RE: Bug with hidden group containing an element with a 1-bit value?

Posted by "Costello, Roger L." <co...@mitre.org>.
That fixed it - thank you Steve!

One more question, if I may.

Here is the output that I am now getting:

<Characteristics>
    <Characteristic-16>0</Characteristic-16>
    <Characteristic-15>0</Characteristic-15>
    <Characteristic-14>0</Characteristic-14>
    <Characteristic-13>0</Characteristic-13>
    <Characteristic-12>0</Characteristic-12>
    <Characteristic-11>If the image is on removable media, copy it to and run it from the swap file</Characteristic-11>
    <Characteristic-10>Debugging information was removed and stored separately in another file</Characteristic-10>
    <Characteristic-9>The computer supports 32-bit words</Characteristic-9>
    <Characteristic-8>0</Characteristic-8>
    <Characteristic-7>0</Characteristic-7>
    <Characteristic-6>0</Characteristic-6>
    <Characteristic-5>0</Characteristic-5>
    <Characteristic-4>0</Characteristic-4>
    <Characteristic-3>0</Characteristic-3>
    <Characteristic-2>0</Characteristic-2>
    <Characteristic-1>Relocation information was stripped from file</Characteristic-1>
</Characteristics>

That is okay, but I would like to get rid of the -N (e.g., Characteristic-1).
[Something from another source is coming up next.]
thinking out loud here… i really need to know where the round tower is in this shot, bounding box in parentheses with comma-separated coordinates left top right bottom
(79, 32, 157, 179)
I'd like to output this XML:

<Characteristics>
    <Characteristic->0</Characteristic->
    <Characteristic>0</Characteristic>
    <Characteristic>0</Characteristic>
    <Characteristic>0</Characteristic>
    <Characteristic>0</Characteristic>
    <Characteristic>If the image is on removable media, copy it to and run it from the swap file</Characteristic>
    <Characteristic>Debugging information was removed and stored separately in another file</Characteristic>
    <Characteristic>The computer supports 32-bit words</Characteristic>
    <Characteristic>0</Characteristic>
    <Characteristic>0</Characteristic>
    <Characteristic>0</Characteristic>
    <Characteristic>0</Characteristic>
    <Characteristic>0</Characteristic>
    <Characteristic>0</Characteristic>
    <Characteristic>0</Characteristic>
    <Characteristic>Relocation information was stripped from file</Characteristic>
</Characteristics>

Even better, I'd like to omit completely Characteristic elements with no message: 

<Characteristics>
    <Characteristic>If the image is on removable media, copy it to and run it from the swap file</Characteristic>
    <Characteristic>Debugging information was removed and stored separately in another file</Characteristic>
    <Characteristic>The computer supports 32-bit words</Characteristic>
    <Characteristic>Relocation information was stripped from file</Characteristic>
</Characteristics>

Is that possible (and still be able to unparse the XML)?

/Roger


-----Original Message-----
From: Steve Lawrence <sl...@apache.org> 
Sent: Monday, November 12, 2018 3:05 PM
To: users@daffodil.apache.org; Costello, Roger L. <co...@mitre.org>
Subject: Re: Bug with hidden group containing an element with a 1-bit value?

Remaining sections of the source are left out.